Who said “that which hurts instructs”? If you’ve been around in the writing game for a while, it’s possible you’ll have experienced some of the agonies referred to. I hope some of the happiness as well.
Post bruising encounter
There I was. Rejected. Going over the hill (no comments please) towards the Firth of Forth. I’d had an informative cuppa, ground my teeth in frustration and, bruises salved, remained determined to carry on. If you missed the first part, start here. The second part is here.
In the course of the journey, a few lines insinuated themselves into my mind. Have you ever burst into verse (or worse). I now call it a poetitch moment not poetic, poetitch. Poetitch means overcome by an urge to scribble a few heart-felt on paper or in a posh device if you have one.
I’d been tweaking a sonnet (egotism or what?) for a painting Pauline McGee passed to me. And without warning four lines emerged:
At last our hero sets the pace
And presses on to Ainster’s shore
Above the sea wall, wind-swept street
A book shop where he’ll next explore …
A Different Bookseller’s Eye
A friendly, older man gazed up from a screen behind the counter. Fantastic auburn mutton-chops framed an interested face. Our conversation went something like this.
Car’s in for some work, though I’d drop in … [here we go, here we go, here we go!]
Nice to see you.
Actually, I’m a local writer, do you support local writers?
Of course. [could’ve knocked me down with a haggis—preferably not frozen]
Jings! Crivens! Help Ma’ Boab! We had a brief, friendly and business like chat. He took a small stock of books, we agreed pricing and terms. Today, they’re in the shop window.

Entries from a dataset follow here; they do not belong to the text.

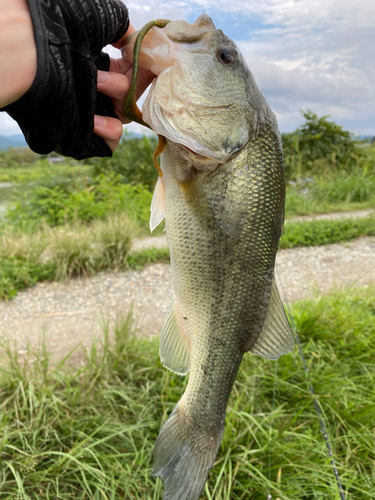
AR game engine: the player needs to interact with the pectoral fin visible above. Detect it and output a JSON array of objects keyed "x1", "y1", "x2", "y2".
[
  {"x1": 250, "y1": 278, "x2": 294, "y2": 359},
  {"x1": 150, "y1": 177, "x2": 165, "y2": 232},
  {"x1": 159, "y1": 300, "x2": 190, "y2": 375}
]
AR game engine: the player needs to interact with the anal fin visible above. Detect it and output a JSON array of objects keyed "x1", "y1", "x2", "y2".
[
  {"x1": 159, "y1": 299, "x2": 190, "y2": 375},
  {"x1": 250, "y1": 278, "x2": 294, "y2": 359}
]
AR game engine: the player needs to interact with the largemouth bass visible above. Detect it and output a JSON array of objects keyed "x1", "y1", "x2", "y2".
[{"x1": 125, "y1": 14, "x2": 294, "y2": 500}]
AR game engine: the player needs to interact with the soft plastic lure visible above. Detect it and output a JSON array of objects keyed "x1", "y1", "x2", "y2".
[{"x1": 123, "y1": 19, "x2": 170, "y2": 177}]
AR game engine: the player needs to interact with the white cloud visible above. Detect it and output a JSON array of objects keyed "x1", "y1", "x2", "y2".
[{"x1": 0, "y1": 0, "x2": 375, "y2": 140}]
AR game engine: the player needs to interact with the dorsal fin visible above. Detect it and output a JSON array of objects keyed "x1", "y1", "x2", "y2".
[
  {"x1": 150, "y1": 176, "x2": 165, "y2": 232},
  {"x1": 249, "y1": 278, "x2": 294, "y2": 359},
  {"x1": 159, "y1": 299, "x2": 190, "y2": 375}
]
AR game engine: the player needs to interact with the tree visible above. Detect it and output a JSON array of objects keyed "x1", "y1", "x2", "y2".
[{"x1": 281, "y1": 110, "x2": 360, "y2": 177}]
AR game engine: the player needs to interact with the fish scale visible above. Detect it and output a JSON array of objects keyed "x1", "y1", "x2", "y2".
[{"x1": 125, "y1": 14, "x2": 294, "y2": 500}]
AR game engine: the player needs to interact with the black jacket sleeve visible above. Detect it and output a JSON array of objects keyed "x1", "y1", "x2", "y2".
[{"x1": 1, "y1": 0, "x2": 129, "y2": 159}]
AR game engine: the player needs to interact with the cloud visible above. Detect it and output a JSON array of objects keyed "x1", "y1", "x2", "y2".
[{"x1": 0, "y1": 0, "x2": 375, "y2": 135}]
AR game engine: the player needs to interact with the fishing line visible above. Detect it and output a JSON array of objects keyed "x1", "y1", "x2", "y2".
[
  {"x1": 267, "y1": 359, "x2": 279, "y2": 500},
  {"x1": 276, "y1": 265, "x2": 346, "y2": 500}
]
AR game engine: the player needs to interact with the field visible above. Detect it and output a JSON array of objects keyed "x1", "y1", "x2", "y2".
[
  {"x1": 0, "y1": 286, "x2": 375, "y2": 500},
  {"x1": 0, "y1": 117, "x2": 375, "y2": 500}
]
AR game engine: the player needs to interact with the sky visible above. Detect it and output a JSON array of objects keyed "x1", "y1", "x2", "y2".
[{"x1": 0, "y1": 0, "x2": 375, "y2": 136}]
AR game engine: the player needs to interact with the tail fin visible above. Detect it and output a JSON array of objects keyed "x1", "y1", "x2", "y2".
[{"x1": 152, "y1": 405, "x2": 223, "y2": 500}]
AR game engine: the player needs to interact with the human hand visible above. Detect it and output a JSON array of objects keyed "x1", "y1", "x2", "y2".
[
  {"x1": 0, "y1": 0, "x2": 153, "y2": 159},
  {"x1": 94, "y1": 24, "x2": 155, "y2": 151}
]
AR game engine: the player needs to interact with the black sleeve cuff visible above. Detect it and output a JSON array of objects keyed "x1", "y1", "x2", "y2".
[{"x1": 2, "y1": 0, "x2": 129, "y2": 159}]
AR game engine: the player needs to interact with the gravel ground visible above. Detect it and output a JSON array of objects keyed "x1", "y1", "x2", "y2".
[{"x1": 0, "y1": 229, "x2": 375, "y2": 359}]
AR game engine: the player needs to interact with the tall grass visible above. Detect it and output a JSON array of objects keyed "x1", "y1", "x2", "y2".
[
  {"x1": 0, "y1": 286, "x2": 375, "y2": 500},
  {"x1": 285, "y1": 171, "x2": 375, "y2": 217},
  {"x1": 0, "y1": 213, "x2": 136, "y2": 298}
]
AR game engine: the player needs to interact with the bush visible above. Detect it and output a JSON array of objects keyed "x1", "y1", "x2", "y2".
[
  {"x1": 5, "y1": 175, "x2": 152, "y2": 232},
  {"x1": 281, "y1": 110, "x2": 362, "y2": 179},
  {"x1": 90, "y1": 134, "x2": 158, "y2": 191}
]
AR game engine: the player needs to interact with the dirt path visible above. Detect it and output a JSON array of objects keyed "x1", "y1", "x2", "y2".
[{"x1": 0, "y1": 208, "x2": 375, "y2": 359}]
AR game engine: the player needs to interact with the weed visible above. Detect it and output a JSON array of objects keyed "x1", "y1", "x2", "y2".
[{"x1": 0, "y1": 286, "x2": 375, "y2": 500}]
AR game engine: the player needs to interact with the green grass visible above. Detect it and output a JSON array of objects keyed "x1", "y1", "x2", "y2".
[
  {"x1": 280, "y1": 217, "x2": 375, "y2": 248},
  {"x1": 0, "y1": 160, "x2": 91, "y2": 184},
  {"x1": 285, "y1": 171, "x2": 375, "y2": 217},
  {"x1": 0, "y1": 214, "x2": 375, "y2": 300},
  {"x1": 0, "y1": 286, "x2": 375, "y2": 500}
]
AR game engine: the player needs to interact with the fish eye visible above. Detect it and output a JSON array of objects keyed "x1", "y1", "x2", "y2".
[{"x1": 217, "y1": 46, "x2": 237, "y2": 66}]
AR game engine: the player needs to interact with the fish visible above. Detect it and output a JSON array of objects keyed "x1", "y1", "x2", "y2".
[{"x1": 124, "y1": 14, "x2": 294, "y2": 500}]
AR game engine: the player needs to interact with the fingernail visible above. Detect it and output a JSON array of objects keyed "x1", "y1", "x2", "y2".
[
  {"x1": 94, "y1": 115, "x2": 106, "y2": 127},
  {"x1": 98, "y1": 70, "x2": 109, "y2": 83}
]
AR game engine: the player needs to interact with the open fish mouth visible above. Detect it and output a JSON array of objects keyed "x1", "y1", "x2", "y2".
[{"x1": 123, "y1": 14, "x2": 253, "y2": 163}]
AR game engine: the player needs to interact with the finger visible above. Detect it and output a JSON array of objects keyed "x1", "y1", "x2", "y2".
[
  {"x1": 98, "y1": 71, "x2": 130, "y2": 123},
  {"x1": 112, "y1": 23, "x2": 135, "y2": 49},
  {"x1": 131, "y1": 69, "x2": 156, "y2": 101},
  {"x1": 94, "y1": 115, "x2": 123, "y2": 151},
  {"x1": 109, "y1": 57, "x2": 133, "y2": 75}
]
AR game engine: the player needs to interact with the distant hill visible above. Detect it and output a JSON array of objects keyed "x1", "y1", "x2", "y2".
[{"x1": 0, "y1": 134, "x2": 27, "y2": 149}]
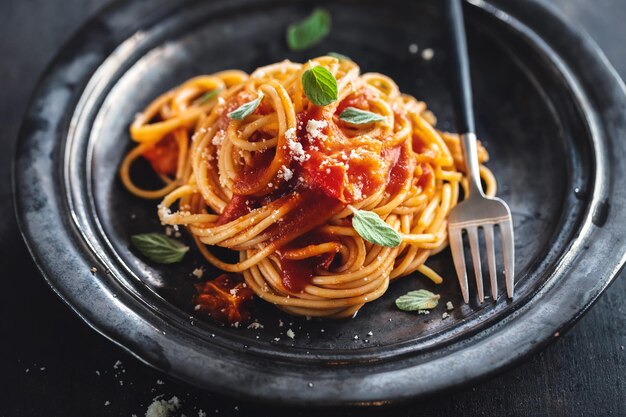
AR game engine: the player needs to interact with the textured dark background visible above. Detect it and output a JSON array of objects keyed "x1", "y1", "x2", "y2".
[{"x1": 0, "y1": 0, "x2": 626, "y2": 417}]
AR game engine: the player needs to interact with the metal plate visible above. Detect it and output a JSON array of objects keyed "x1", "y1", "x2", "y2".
[{"x1": 15, "y1": 0, "x2": 626, "y2": 405}]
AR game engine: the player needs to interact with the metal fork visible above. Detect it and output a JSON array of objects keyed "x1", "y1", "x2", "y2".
[{"x1": 446, "y1": 0, "x2": 515, "y2": 303}]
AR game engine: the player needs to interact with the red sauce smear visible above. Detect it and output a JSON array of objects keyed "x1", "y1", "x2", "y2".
[
  {"x1": 195, "y1": 274, "x2": 254, "y2": 324},
  {"x1": 385, "y1": 146, "x2": 415, "y2": 195},
  {"x1": 279, "y1": 231, "x2": 337, "y2": 293},
  {"x1": 143, "y1": 135, "x2": 178, "y2": 175}
]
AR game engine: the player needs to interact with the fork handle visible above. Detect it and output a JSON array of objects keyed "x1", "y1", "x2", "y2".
[{"x1": 446, "y1": 0, "x2": 484, "y2": 198}]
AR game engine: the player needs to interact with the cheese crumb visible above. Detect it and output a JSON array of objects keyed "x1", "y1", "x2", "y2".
[
  {"x1": 285, "y1": 128, "x2": 311, "y2": 162},
  {"x1": 146, "y1": 396, "x2": 180, "y2": 417},
  {"x1": 211, "y1": 130, "x2": 226, "y2": 146},
  {"x1": 277, "y1": 165, "x2": 293, "y2": 181},
  {"x1": 306, "y1": 119, "x2": 328, "y2": 140}
]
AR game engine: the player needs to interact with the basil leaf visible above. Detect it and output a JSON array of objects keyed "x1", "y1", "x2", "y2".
[
  {"x1": 302, "y1": 66, "x2": 338, "y2": 106},
  {"x1": 196, "y1": 87, "x2": 224, "y2": 104},
  {"x1": 396, "y1": 290, "x2": 441, "y2": 311},
  {"x1": 228, "y1": 92, "x2": 263, "y2": 120},
  {"x1": 339, "y1": 107, "x2": 385, "y2": 125},
  {"x1": 326, "y1": 52, "x2": 352, "y2": 61},
  {"x1": 287, "y1": 8, "x2": 331, "y2": 51},
  {"x1": 348, "y1": 206, "x2": 402, "y2": 248},
  {"x1": 130, "y1": 233, "x2": 189, "y2": 264}
]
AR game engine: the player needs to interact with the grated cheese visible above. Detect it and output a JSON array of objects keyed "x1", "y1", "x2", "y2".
[
  {"x1": 306, "y1": 119, "x2": 328, "y2": 141},
  {"x1": 146, "y1": 396, "x2": 180, "y2": 417}
]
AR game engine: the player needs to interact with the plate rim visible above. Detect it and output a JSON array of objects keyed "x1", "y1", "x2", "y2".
[{"x1": 12, "y1": 0, "x2": 626, "y2": 405}]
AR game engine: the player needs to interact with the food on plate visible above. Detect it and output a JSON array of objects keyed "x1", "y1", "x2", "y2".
[{"x1": 120, "y1": 55, "x2": 496, "y2": 319}]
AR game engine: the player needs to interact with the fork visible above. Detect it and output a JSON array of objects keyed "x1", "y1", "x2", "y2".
[{"x1": 446, "y1": 0, "x2": 515, "y2": 303}]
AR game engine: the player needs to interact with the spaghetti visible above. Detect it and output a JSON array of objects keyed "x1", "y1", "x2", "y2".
[{"x1": 120, "y1": 56, "x2": 496, "y2": 318}]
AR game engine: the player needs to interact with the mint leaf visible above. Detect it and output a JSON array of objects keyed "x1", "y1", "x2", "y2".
[
  {"x1": 302, "y1": 66, "x2": 338, "y2": 106},
  {"x1": 339, "y1": 107, "x2": 385, "y2": 125},
  {"x1": 396, "y1": 290, "x2": 441, "y2": 311},
  {"x1": 326, "y1": 52, "x2": 352, "y2": 61},
  {"x1": 228, "y1": 92, "x2": 263, "y2": 120},
  {"x1": 287, "y1": 8, "x2": 331, "y2": 51},
  {"x1": 130, "y1": 233, "x2": 189, "y2": 264},
  {"x1": 348, "y1": 206, "x2": 402, "y2": 248},
  {"x1": 196, "y1": 87, "x2": 224, "y2": 104}
]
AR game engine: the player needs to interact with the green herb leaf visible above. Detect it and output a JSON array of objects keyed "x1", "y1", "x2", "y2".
[
  {"x1": 196, "y1": 87, "x2": 224, "y2": 104},
  {"x1": 326, "y1": 52, "x2": 352, "y2": 61},
  {"x1": 396, "y1": 290, "x2": 441, "y2": 311},
  {"x1": 339, "y1": 107, "x2": 385, "y2": 125},
  {"x1": 302, "y1": 66, "x2": 338, "y2": 106},
  {"x1": 228, "y1": 92, "x2": 263, "y2": 120},
  {"x1": 287, "y1": 8, "x2": 331, "y2": 51},
  {"x1": 348, "y1": 206, "x2": 402, "y2": 248},
  {"x1": 130, "y1": 233, "x2": 189, "y2": 264}
]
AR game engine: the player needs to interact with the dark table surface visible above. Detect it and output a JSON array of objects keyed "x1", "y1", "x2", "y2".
[{"x1": 0, "y1": 0, "x2": 626, "y2": 417}]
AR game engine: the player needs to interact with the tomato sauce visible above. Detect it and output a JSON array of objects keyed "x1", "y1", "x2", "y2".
[
  {"x1": 143, "y1": 135, "x2": 178, "y2": 176},
  {"x1": 195, "y1": 274, "x2": 254, "y2": 324},
  {"x1": 279, "y1": 232, "x2": 338, "y2": 293}
]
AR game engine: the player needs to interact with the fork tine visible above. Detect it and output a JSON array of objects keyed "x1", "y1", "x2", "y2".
[
  {"x1": 498, "y1": 218, "x2": 515, "y2": 298},
  {"x1": 483, "y1": 224, "x2": 498, "y2": 301},
  {"x1": 467, "y1": 226, "x2": 485, "y2": 303},
  {"x1": 448, "y1": 228, "x2": 469, "y2": 304}
]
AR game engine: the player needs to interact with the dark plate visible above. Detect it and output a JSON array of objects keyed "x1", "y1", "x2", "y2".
[{"x1": 15, "y1": 0, "x2": 626, "y2": 404}]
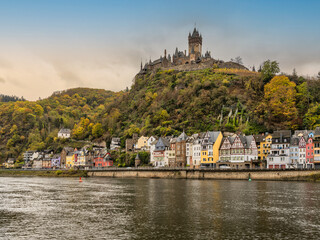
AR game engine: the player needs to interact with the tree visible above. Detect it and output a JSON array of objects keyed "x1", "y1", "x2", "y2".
[
  {"x1": 230, "y1": 56, "x2": 243, "y2": 65},
  {"x1": 92, "y1": 123, "x2": 103, "y2": 138},
  {"x1": 261, "y1": 60, "x2": 280, "y2": 84},
  {"x1": 264, "y1": 76, "x2": 297, "y2": 128}
]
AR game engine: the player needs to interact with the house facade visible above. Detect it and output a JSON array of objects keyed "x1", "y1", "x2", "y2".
[
  {"x1": 152, "y1": 137, "x2": 170, "y2": 167},
  {"x1": 135, "y1": 136, "x2": 149, "y2": 151},
  {"x1": 297, "y1": 136, "x2": 306, "y2": 169},
  {"x1": 267, "y1": 130, "x2": 294, "y2": 169},
  {"x1": 58, "y1": 128, "x2": 71, "y2": 138},
  {"x1": 201, "y1": 132, "x2": 223, "y2": 167},
  {"x1": 305, "y1": 137, "x2": 314, "y2": 169},
  {"x1": 217, "y1": 134, "x2": 258, "y2": 169},
  {"x1": 93, "y1": 153, "x2": 113, "y2": 168}
]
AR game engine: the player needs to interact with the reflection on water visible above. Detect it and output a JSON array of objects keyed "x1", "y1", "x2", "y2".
[{"x1": 0, "y1": 178, "x2": 320, "y2": 239}]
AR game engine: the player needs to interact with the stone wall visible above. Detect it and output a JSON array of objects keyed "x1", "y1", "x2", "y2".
[{"x1": 88, "y1": 169, "x2": 320, "y2": 181}]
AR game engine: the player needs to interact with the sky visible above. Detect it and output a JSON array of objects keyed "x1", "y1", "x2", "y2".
[{"x1": 0, "y1": 0, "x2": 320, "y2": 100}]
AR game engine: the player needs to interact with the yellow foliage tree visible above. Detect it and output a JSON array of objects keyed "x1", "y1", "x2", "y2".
[{"x1": 263, "y1": 76, "x2": 298, "y2": 129}]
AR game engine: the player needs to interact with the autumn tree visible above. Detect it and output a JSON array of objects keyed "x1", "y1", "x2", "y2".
[
  {"x1": 263, "y1": 76, "x2": 297, "y2": 128},
  {"x1": 92, "y1": 123, "x2": 103, "y2": 138},
  {"x1": 261, "y1": 60, "x2": 280, "y2": 84}
]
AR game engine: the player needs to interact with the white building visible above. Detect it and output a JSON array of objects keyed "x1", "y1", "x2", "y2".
[
  {"x1": 267, "y1": 130, "x2": 293, "y2": 169},
  {"x1": 58, "y1": 128, "x2": 71, "y2": 138},
  {"x1": 110, "y1": 138, "x2": 121, "y2": 150},
  {"x1": 191, "y1": 135, "x2": 202, "y2": 167}
]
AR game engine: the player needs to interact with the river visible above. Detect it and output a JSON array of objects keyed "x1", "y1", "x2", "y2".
[{"x1": 0, "y1": 177, "x2": 320, "y2": 240}]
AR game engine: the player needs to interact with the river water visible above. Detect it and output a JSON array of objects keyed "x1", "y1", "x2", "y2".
[{"x1": 0, "y1": 177, "x2": 320, "y2": 240}]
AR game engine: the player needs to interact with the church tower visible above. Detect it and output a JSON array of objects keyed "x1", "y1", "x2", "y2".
[{"x1": 188, "y1": 28, "x2": 202, "y2": 62}]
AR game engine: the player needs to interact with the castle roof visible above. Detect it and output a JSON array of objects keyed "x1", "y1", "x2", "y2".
[{"x1": 191, "y1": 28, "x2": 201, "y2": 37}]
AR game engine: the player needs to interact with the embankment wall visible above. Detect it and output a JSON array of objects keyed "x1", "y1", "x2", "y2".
[{"x1": 88, "y1": 169, "x2": 320, "y2": 180}]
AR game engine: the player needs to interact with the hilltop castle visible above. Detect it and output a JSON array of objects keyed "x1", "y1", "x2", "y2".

The bookseller’s pleasure with the books and cover quality makes me smile yet. I recalled a blog by Anna Spoke and her reflections on getting in a bookstore window (she’s an excellent connection for writers, by the way).
Big sigh? … no, not yet … not done …
There you go, books in a store. Now what about the local press and radio? No, friend, it’s not masochism – it’s get out there time.